Thursday, April 12, 2012

BP Redux?

Shell Oil; The best afloat in today's Gulf!                 (c) Telegraph


Click here for related story [The Telegraph]

We learn today that Royal Dutch Shell [just Shell in the US] discovered an "oil sheen" in the central Gulf of Mexico near one of its platforms.  The Canadian Press reports that the sheen extends for ten miles, so chances are, it's definitely a leak, and someone has some 'splainin to do."

Shell has advised that there is "no current indication" that the sheen originates from either of its wells in the Gulf.  Meanwhile, investors took a dim view of the situation and sold heavily, forcing the price of Shell down by four per cent.  [BP took a ricochet drop of 1.5%.]

These pipes are safe.  Ask a Nigerian farmer
(c) InFocus
Now Shell could probably dodge this bullet were it not for other spills it's had of late.

The Associated Press reports that the number of its operational oil spills doubled last year -- to 63.

Hmm, that's a lot.

Shell advises that a lot of those spills came from pipeline thefts in Nigeria, but it spilled only 5,300 tons of oil last year, as opposed to 14,000 tons two years ago. 

So, they seemed to be making progress, or at least they were until this ten mile slick appeared in the Gulf.  Chances are, ten miles of oil slick amounts to more than 5,000 tons of oil -- which is a lot in one spill.

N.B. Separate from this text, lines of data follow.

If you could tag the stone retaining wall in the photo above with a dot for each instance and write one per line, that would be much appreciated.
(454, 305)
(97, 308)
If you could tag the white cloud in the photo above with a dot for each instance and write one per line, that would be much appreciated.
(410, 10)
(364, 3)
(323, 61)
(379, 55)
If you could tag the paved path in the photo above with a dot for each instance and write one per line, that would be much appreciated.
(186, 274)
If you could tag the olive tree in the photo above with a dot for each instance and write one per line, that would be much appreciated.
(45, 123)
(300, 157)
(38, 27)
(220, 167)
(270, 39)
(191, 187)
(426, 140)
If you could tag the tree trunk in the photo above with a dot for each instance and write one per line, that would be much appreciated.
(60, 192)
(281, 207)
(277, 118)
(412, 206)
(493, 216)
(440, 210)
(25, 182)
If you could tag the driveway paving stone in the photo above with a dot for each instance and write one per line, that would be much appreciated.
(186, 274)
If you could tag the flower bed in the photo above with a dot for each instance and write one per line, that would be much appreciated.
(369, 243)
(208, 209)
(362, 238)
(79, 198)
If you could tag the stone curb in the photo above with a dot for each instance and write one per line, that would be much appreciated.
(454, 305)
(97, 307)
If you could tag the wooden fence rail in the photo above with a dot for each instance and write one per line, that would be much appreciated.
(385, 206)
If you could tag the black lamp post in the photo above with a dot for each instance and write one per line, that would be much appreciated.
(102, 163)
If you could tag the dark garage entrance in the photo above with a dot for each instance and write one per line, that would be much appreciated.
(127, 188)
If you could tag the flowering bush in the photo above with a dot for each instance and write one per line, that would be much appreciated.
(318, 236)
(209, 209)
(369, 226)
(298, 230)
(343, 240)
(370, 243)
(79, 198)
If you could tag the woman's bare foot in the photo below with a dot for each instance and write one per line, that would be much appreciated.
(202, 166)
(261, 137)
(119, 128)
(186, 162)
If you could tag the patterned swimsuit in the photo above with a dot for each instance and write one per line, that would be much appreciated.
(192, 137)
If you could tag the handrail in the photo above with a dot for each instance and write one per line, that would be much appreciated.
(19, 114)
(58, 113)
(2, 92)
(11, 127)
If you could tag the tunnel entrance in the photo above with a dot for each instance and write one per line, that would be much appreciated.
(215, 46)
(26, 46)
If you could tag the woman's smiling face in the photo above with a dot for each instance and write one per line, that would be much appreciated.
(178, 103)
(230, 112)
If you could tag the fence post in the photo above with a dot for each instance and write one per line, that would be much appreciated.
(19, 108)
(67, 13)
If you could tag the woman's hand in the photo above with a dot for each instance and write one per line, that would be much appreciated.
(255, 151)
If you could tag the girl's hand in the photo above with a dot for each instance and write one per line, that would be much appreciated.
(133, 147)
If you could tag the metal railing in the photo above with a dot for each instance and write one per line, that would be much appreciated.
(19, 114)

115 miles of floating oil near Nigeria
Envisat ASAR image analyzed by SkyTruth
The problem lies in that the 14,000 tons spilled in 2011 created another sheen off the coast of Nigeria, which Shell announced was probably the worst in a a decade and impacted nearly 360 square miles of ocean.

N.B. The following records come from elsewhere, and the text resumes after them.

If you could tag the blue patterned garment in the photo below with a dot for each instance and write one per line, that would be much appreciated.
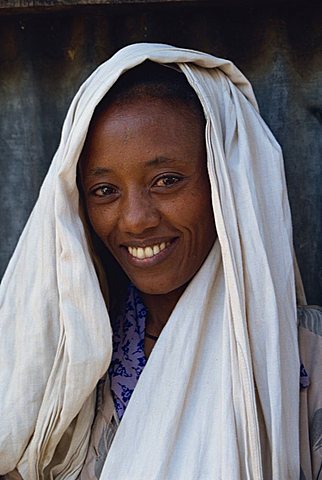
(128, 358)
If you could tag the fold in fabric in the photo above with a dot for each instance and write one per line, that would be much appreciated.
(219, 396)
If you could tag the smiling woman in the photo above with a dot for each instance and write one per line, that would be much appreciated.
(146, 187)
(158, 316)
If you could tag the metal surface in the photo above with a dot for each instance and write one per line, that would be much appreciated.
(44, 58)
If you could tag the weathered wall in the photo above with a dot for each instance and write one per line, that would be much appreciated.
(45, 57)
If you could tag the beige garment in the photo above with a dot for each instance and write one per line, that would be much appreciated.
(310, 339)
(55, 336)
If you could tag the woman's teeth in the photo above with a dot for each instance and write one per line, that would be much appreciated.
(147, 252)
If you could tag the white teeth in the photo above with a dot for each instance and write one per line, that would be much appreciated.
(147, 252)
(156, 250)
(140, 253)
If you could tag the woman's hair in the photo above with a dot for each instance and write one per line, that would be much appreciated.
(155, 81)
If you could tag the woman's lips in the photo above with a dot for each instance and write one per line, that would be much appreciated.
(149, 251)
(150, 254)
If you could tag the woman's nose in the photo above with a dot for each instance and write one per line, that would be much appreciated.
(138, 213)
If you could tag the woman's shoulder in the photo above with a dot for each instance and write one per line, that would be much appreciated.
(310, 343)
(310, 318)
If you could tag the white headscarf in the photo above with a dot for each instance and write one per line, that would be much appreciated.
(218, 401)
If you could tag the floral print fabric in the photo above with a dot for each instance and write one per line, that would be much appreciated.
(128, 359)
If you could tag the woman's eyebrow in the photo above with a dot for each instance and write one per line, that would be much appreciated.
(97, 171)
(159, 161)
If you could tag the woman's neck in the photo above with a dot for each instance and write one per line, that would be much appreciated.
(159, 309)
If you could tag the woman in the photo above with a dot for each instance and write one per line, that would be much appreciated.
(199, 224)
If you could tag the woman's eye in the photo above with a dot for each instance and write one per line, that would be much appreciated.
(104, 191)
(167, 181)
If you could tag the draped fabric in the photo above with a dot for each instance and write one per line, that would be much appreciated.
(219, 395)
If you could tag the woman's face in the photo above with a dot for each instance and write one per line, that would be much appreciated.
(147, 192)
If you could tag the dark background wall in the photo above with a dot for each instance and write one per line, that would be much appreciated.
(49, 48)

So, about roughly 40,000 barrels of crude oil created that sheen.  That made Shell a bit nervous since its other spills in 2008 in Nigeria's Bodo region of the Delta were estimated to take roughly 30 years to clean up.




On the positive side, Shell spilled only 320 barrels of contaminated fluids in the Gulf of Mexico before it closed down its deep drilling rig there.

Deepwater Horizon (c) Wikipedia
In our very own Gulf, we recall BP's minor spill in 2010 from the Deepwater Horizon was limited to less than five million barrels, with an 80 square mile "kill zone" around the well.  And, only about 500 miles of Louisiana shore line and wetlands were affected.
  
BP alleviated much of the tar problem by pumping thousands of gallons of chemicals into the Gulf to dissipate the oil plumes that were ten miles long and three miles wide that snaked for several miles below the surface.

According to NOAA, roughly half the oil spilled by the Deepwater Horizon remains in the water in a dispersed form, or rests on the Gulf floor.  The bacteria which was touted as being capable of breaking down the oil turned out to be effective only on natural gas, leaving the oil fairly intact.

Although declared "safe" by BP and the federal government, the Gulf remains polluted and continues to spew out the dead dolphins, fish, and waterfowl.

So, we look forward to Shell's oil spill.  Can it compete with BP's spill? And can it cause the amount of devastation as the BP Spill?

We "Little People" are anxious to know!